In the documentary, Harris refers to himself as one of the first great artists of the century, and it’s clear that he saw his life as his true art form. Like Shkreli, he considers himself a celebrity; it doesn’t seem to matter that he became quasi-famous for embodying the worst excesses of the dot-com boom, that he’s a cautionary tale rather than a success story.

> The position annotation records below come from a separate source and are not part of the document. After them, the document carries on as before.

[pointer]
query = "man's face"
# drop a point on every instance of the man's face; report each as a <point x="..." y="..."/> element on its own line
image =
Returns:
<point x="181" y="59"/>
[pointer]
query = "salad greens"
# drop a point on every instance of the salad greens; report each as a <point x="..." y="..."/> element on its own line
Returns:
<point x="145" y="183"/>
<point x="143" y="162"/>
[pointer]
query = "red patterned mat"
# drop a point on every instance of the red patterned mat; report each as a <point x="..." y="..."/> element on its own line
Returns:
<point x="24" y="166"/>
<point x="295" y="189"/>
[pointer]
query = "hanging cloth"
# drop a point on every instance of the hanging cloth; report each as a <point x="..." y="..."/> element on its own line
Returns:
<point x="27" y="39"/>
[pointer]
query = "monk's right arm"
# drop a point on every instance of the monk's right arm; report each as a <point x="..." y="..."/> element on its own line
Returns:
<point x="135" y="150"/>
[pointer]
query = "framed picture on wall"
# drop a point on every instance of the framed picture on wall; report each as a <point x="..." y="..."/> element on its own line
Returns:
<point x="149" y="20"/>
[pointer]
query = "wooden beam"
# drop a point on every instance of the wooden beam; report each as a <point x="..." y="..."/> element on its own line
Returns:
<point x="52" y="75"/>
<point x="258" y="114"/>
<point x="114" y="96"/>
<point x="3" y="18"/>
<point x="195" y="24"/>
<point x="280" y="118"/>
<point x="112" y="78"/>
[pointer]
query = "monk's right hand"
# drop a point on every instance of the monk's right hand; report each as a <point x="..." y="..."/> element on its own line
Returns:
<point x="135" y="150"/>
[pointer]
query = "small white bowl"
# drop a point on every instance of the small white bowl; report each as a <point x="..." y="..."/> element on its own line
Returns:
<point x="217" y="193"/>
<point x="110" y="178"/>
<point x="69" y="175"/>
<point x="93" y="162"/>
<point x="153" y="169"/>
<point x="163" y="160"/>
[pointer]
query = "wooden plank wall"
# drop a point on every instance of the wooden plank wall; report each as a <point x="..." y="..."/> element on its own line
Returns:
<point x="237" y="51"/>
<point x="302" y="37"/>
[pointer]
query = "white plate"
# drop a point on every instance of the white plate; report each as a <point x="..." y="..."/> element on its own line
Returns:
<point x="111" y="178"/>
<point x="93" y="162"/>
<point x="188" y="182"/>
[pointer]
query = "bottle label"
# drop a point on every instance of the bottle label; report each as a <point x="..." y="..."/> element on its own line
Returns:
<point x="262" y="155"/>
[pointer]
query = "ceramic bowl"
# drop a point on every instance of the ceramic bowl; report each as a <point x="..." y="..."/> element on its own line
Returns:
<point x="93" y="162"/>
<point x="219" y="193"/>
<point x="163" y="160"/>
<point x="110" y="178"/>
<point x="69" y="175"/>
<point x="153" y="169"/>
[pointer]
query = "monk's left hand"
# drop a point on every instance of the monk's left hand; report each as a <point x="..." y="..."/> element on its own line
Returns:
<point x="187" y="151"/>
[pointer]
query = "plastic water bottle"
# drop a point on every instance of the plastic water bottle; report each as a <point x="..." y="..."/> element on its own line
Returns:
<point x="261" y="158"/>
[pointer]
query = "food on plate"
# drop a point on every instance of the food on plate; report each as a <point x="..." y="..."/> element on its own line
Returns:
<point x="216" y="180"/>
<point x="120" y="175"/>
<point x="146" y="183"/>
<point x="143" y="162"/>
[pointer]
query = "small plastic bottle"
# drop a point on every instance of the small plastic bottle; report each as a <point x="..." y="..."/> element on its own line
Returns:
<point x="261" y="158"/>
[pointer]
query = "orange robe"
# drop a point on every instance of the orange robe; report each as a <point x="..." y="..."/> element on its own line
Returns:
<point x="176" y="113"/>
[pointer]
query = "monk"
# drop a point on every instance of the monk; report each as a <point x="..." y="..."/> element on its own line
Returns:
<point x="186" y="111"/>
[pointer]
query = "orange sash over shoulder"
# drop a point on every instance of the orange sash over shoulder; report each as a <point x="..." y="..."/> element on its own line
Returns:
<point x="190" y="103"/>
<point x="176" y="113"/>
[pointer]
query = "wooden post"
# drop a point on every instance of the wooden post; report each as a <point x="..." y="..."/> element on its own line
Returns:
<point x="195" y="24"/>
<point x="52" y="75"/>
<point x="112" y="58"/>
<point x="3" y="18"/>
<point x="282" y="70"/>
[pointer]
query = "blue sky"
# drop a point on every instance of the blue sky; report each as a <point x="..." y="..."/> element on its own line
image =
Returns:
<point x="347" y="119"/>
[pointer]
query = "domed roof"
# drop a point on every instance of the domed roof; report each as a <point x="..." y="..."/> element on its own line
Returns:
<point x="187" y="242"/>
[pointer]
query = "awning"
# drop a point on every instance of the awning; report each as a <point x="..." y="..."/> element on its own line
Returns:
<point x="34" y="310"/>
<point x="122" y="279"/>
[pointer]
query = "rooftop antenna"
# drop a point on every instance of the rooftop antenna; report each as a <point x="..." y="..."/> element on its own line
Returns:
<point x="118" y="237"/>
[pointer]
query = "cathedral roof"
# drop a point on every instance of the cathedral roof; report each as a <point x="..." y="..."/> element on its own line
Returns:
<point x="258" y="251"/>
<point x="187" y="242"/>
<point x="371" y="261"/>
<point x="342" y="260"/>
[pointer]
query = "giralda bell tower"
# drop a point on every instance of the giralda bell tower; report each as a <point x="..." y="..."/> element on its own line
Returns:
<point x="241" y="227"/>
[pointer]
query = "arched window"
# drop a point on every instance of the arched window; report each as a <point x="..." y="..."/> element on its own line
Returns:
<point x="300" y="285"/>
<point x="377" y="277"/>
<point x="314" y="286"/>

No, all that matters is that, for a while, people were paying attention to him and his crazy experiments, and when people stopped paying attention, a part of him died.
Harris anticipated our age of eternal exhibitionism, except that today we document every moment of our lives via the slick, shiny, consumer-friendly mediums of Twitter, Facebook, Vine, and Instagram instead of letting cameras and an unseen overlord broadcast our lives to anyone curious about them.
Shkreli and Harris are fascinating monsters in part because they are so achingly human in their mad hunger for love, connection, and meaning and their inability to attain them. Perhaps what I find saddest and most terrifying about these two strange, sinister figures is how deeply I identify with them.
You can buy a lot of things with money. You can buy the only copy of a Wu-Tang Clan album. You can buy companies and use your fortune to build a strange little hermetically sealed little world whose dimensions and rules you control. You can buy attention. But there are also things you cannot buy. You cannot buy love. You cannot buy respect. You cannot buy genuine friendship, although fake friends can be bought not only with money but with drugs and power as well.
That, ultimately, is the tragedy of Harris and of Shkreli. Love, respect, and genuine friendship are seemingly what they wanted most out of the world, and those were the things that were forever out of their reach. Once the party ended, the money ran out, and the people you paid to pretend to be your friends went home, these would-be masters of the universe were left only with themselves. We Live In Public suggests that’s a torment and a punishment every bit as bad as the prison sentence Shkreli potentially has lying in his very near future.